Trifonov shows artistry of the first order in Chicago debut

Mon Feb 10, 2014 at 12:09 pm

By Lawrence A. Johnson

Daniil Trifonov made his Chicago recital debut Sunday at Symphony Center. Photo: Todd Rosenberg
Daniil Trifonov made his Chicago recital debut Sunday at Symphony Center. Photo: Todd Rosenberg

There was more hubbub than usual in the Symphony Center lobby Sunday afternoon for the Chicago debut of Daniil Trifonov. At the age of 20, Trifonov took first prize at both the Tchaikovsky and Rubinstein competitions in 2011, and the Russian pianist’s career has rocketed even more rapidly than most previous high-profile winners.

Chicago pianophiles turned out in force Sunday to hear what all the excitement is about, and Trifonov did not disappoint. The slender pianist—who looks even younger than his 22 years—is the real deal, blessed with an awesome technique coupled with a poetic, finely nuanced expressive palette and impressive artistic maturity.

Stravinsky’s Serenade in A proved a suitable curtain-raiser. Trifonov showed himself fully in synch with this music, bringing an apt rhythmic edge and spiky insistence to Stravinsky’s fragmented lyricism and Neoclassical high spirits.

Yet it was the French music at the center of his recital that brought the finest playing of the afternoon. In two excerpts from Debussy’s Images, Trifonov weaved a spell. Time seemed to stand still in “Reflets dans l’eau,” his spacious, luminous performance an ideal blend of supple strength and tonal refinement. In “Mouevement” Trifonov maintained an essential elegance in a rollicking account with wonderfully even right-hand articulation.

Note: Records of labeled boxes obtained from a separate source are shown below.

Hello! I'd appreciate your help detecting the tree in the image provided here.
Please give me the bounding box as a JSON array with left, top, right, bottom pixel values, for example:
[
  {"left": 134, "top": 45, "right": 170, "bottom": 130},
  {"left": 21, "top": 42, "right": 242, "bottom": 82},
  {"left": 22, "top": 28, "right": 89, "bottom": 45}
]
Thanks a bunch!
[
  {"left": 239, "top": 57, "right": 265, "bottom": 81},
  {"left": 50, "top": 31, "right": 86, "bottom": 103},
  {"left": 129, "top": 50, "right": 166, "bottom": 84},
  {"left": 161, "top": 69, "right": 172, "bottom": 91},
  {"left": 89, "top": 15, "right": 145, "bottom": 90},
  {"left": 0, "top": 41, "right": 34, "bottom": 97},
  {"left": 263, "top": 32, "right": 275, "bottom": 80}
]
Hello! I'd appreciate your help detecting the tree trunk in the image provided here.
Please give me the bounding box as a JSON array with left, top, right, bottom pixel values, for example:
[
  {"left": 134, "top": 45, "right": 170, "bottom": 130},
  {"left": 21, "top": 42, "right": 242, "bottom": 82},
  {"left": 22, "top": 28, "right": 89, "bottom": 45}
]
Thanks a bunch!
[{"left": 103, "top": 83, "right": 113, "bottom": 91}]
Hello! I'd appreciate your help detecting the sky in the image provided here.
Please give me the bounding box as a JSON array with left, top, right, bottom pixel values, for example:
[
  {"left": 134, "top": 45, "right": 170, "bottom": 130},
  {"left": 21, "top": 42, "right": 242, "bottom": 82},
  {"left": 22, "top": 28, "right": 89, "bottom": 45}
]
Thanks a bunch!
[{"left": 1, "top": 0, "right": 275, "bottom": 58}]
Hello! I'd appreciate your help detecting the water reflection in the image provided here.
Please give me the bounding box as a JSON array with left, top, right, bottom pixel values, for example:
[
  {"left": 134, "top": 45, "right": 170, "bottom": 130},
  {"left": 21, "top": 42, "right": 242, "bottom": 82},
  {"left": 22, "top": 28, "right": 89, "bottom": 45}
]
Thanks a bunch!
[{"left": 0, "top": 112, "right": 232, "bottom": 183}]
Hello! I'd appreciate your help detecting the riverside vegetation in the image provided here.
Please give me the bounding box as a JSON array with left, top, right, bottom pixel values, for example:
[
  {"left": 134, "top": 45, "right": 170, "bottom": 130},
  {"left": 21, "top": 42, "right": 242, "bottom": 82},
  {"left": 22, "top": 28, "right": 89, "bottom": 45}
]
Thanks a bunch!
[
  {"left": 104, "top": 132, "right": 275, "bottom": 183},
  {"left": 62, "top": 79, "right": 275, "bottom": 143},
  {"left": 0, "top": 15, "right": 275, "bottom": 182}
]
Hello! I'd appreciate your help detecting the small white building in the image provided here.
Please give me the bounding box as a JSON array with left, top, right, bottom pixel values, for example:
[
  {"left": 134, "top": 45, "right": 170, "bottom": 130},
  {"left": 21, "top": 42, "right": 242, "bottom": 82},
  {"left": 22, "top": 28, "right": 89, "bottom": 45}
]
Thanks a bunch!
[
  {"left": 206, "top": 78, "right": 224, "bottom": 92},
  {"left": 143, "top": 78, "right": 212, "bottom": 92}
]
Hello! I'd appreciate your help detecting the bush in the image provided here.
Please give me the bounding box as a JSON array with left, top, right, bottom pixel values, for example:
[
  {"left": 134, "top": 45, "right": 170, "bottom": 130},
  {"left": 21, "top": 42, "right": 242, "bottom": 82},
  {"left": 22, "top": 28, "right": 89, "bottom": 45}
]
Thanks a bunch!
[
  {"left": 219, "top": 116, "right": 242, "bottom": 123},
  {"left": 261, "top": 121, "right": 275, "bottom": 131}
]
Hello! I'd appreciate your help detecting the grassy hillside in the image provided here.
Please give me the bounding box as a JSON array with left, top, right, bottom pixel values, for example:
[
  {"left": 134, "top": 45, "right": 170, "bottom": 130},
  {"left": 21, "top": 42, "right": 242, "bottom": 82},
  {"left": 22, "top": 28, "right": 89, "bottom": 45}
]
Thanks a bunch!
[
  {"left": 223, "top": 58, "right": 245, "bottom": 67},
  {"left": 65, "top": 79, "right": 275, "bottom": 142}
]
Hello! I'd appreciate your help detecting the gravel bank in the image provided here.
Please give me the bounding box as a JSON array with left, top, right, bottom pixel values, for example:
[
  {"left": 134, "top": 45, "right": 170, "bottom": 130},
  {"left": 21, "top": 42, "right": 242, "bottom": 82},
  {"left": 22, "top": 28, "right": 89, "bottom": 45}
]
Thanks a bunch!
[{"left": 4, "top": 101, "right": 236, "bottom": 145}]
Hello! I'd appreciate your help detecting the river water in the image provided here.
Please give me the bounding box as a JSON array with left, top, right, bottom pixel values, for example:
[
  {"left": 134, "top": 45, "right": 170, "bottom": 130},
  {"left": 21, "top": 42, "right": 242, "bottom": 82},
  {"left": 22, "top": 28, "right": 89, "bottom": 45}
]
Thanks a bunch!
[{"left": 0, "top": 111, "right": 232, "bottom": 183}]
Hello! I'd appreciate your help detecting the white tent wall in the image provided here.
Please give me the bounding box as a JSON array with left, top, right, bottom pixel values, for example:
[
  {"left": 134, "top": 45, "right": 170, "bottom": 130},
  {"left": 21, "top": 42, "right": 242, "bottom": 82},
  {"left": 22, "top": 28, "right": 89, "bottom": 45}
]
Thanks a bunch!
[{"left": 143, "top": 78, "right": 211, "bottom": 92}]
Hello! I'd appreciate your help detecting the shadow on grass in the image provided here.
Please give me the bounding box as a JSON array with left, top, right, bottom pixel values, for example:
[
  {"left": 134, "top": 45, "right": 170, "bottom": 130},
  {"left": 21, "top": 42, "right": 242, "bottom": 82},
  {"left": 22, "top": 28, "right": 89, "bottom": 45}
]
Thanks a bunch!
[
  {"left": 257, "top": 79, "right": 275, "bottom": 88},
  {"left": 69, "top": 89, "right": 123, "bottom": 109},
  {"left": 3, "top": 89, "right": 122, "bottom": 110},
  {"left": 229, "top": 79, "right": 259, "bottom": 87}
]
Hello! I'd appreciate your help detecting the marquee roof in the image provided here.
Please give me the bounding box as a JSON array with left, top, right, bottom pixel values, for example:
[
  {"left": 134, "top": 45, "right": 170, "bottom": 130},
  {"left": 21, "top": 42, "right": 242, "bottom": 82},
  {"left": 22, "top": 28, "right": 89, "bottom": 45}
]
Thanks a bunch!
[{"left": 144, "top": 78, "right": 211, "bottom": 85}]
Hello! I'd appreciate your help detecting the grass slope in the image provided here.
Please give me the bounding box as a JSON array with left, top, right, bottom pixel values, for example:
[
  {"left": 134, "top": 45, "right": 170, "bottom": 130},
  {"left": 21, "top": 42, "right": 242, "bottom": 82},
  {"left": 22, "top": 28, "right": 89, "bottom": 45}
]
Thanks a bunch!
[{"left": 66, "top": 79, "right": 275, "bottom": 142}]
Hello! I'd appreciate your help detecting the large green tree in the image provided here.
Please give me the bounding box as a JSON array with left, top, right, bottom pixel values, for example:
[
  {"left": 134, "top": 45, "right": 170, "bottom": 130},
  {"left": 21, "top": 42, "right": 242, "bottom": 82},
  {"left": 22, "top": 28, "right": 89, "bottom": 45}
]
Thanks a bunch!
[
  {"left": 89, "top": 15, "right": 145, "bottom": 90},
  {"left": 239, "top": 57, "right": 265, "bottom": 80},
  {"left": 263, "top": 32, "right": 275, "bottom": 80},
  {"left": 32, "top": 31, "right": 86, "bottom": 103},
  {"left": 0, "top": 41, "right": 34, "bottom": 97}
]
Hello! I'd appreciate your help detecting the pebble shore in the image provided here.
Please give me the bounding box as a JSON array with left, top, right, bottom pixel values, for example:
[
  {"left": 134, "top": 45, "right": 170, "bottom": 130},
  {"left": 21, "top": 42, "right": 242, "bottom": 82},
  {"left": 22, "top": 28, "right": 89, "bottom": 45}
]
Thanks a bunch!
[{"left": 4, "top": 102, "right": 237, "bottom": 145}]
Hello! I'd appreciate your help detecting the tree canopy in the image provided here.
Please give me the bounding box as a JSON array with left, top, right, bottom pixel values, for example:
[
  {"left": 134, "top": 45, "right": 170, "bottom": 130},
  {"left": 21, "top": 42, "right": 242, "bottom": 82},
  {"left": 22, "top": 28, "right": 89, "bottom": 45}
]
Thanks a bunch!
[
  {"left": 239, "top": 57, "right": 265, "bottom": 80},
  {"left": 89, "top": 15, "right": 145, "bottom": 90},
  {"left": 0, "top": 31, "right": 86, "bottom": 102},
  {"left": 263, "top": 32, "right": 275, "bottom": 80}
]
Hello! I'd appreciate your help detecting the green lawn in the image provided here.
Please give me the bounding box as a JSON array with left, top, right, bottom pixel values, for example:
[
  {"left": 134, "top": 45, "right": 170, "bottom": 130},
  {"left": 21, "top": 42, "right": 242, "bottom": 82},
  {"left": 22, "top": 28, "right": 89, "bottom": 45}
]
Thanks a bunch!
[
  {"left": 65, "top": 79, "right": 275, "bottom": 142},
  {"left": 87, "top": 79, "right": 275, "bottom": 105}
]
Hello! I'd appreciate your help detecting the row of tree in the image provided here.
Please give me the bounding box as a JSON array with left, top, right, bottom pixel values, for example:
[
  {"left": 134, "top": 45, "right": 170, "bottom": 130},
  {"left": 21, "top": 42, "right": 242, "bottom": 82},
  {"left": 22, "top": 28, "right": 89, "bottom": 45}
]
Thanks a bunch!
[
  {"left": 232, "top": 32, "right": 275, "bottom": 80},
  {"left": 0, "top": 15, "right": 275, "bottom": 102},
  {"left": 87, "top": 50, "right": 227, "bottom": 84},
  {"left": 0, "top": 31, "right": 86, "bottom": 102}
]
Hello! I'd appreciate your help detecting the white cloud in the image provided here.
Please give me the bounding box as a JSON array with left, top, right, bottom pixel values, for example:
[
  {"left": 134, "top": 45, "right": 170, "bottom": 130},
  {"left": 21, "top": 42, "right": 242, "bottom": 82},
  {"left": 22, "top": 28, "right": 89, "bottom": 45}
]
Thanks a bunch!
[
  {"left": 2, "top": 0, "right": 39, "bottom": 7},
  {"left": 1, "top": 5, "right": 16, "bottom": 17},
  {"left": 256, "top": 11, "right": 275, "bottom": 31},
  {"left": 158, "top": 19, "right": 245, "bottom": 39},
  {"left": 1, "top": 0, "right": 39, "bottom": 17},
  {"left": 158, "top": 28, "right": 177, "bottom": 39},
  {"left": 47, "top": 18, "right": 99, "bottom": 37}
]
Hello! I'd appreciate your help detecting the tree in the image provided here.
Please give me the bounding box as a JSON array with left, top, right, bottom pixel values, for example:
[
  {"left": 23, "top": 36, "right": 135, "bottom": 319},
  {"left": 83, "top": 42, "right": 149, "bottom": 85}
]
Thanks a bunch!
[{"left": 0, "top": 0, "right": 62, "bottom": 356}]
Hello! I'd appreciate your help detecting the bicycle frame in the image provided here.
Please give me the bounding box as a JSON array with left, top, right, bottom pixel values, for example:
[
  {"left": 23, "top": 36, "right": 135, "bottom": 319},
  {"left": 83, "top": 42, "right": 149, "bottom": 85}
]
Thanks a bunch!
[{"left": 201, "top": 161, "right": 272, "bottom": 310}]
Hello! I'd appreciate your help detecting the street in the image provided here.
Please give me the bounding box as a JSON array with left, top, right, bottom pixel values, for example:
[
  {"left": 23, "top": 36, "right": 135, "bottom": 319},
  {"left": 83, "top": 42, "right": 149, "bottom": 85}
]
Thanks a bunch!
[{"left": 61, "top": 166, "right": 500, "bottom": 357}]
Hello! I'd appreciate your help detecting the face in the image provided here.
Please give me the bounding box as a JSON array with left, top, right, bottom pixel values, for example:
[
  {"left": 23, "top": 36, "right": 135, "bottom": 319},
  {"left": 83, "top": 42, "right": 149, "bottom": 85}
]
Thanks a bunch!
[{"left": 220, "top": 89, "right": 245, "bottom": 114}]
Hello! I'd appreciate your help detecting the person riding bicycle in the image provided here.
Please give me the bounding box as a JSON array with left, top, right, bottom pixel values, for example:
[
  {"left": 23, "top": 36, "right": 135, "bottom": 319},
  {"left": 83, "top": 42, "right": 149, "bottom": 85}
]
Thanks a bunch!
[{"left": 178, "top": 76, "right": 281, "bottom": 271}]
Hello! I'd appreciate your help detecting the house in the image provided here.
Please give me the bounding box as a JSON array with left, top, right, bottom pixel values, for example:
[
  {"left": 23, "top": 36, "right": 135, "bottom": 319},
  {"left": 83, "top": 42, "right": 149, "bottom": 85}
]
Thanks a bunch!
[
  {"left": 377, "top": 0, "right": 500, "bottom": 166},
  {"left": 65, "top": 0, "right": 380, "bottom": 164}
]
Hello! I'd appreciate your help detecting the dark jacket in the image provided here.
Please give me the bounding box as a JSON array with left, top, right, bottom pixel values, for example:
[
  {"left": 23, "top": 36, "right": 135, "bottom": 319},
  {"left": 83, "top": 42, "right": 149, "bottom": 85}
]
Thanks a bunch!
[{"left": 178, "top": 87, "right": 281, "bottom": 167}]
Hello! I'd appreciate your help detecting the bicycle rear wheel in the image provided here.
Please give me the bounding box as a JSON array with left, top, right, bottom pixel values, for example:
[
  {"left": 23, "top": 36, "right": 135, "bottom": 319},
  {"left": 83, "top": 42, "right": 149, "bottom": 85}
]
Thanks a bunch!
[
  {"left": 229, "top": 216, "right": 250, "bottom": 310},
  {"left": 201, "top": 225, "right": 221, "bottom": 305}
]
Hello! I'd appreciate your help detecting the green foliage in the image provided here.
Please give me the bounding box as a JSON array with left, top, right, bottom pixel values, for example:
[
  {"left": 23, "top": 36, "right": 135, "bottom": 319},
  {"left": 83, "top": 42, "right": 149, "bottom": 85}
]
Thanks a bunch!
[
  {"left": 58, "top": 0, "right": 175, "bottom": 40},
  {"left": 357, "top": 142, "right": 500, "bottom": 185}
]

As inspired as the Debussy items were, Trifonov’s Ravel was finer still, displaying artistry of the first order in four selections from Miroirs. He brought a ballad-like narrative quality to “Noctuelles” with a pointillist touch. “Oiseaux tristes” was extraordinary. Trifonov’s delicate half-tones made the piano seem like an instrument without hammers, rendering Ravel’s avian evocation with subtle hues and a hushed evanescent atmosphere.

Likewise he brought out the dramatic undercurrents in “Une barque sur l’ocean,” the climax powerful without sacrificing elegance. The jaunty rendition of “Alborada del gracioso” rounded off the set with great rhythmic verve and Gallic panache.

The pianist changed to a Hamburg Steinway at intermission for Schumann’s Symphonic Etudes, which made up the entire second half.

This epic set of 12 variations contains some of the most technically challenging music in the keyboard repertory. Trifonov added three of the five “posthumous etudes” cut by Schumann (Nos. 1, 4 and 5), artfully working them into the larger canvas.

With his outstanding technical arsenal one will rarely hear this complex music tossed off with such polish and security. After a rather deliberate statement of the Andante theme, Trifonov’s fleet tempos, fluent touch and youthful fire brought fine cohesion and a gathering momentum to a work that can sometimes become episodic. He consistently underlined the quirky caprice of Schumann’s writing, and brought drama and focus to the flamboyant Florestan passages.

Yet despite the clear intelligence and near-faultless playing, this music didn’t feel entirely lived in as yet interpretively. The dreamy Eusebius side of Schumann’s dueling alter-egos was less apparent, slow sections played with sensitivity yet rather literal and lacking the kind of inner glow and expressive depth that Trifonov brought to the French music earlier.

The tumultuous ovations brought the young pianist out for four encores. First were two Chopin Preludes: a searching and eloquent rendering of the Prelude in A-flat Major, and a brilliant account of that in B-flat Minor.

Russian music, appropriately, closed the afternoon with a nostalgic account of Medtner’s Fairy Tale in B-flat Minor and the Scherzo from Trifonov’s own Piano Sonata, similarly echt-Rachmaninoff in style, and tossed off with a bluesy swing.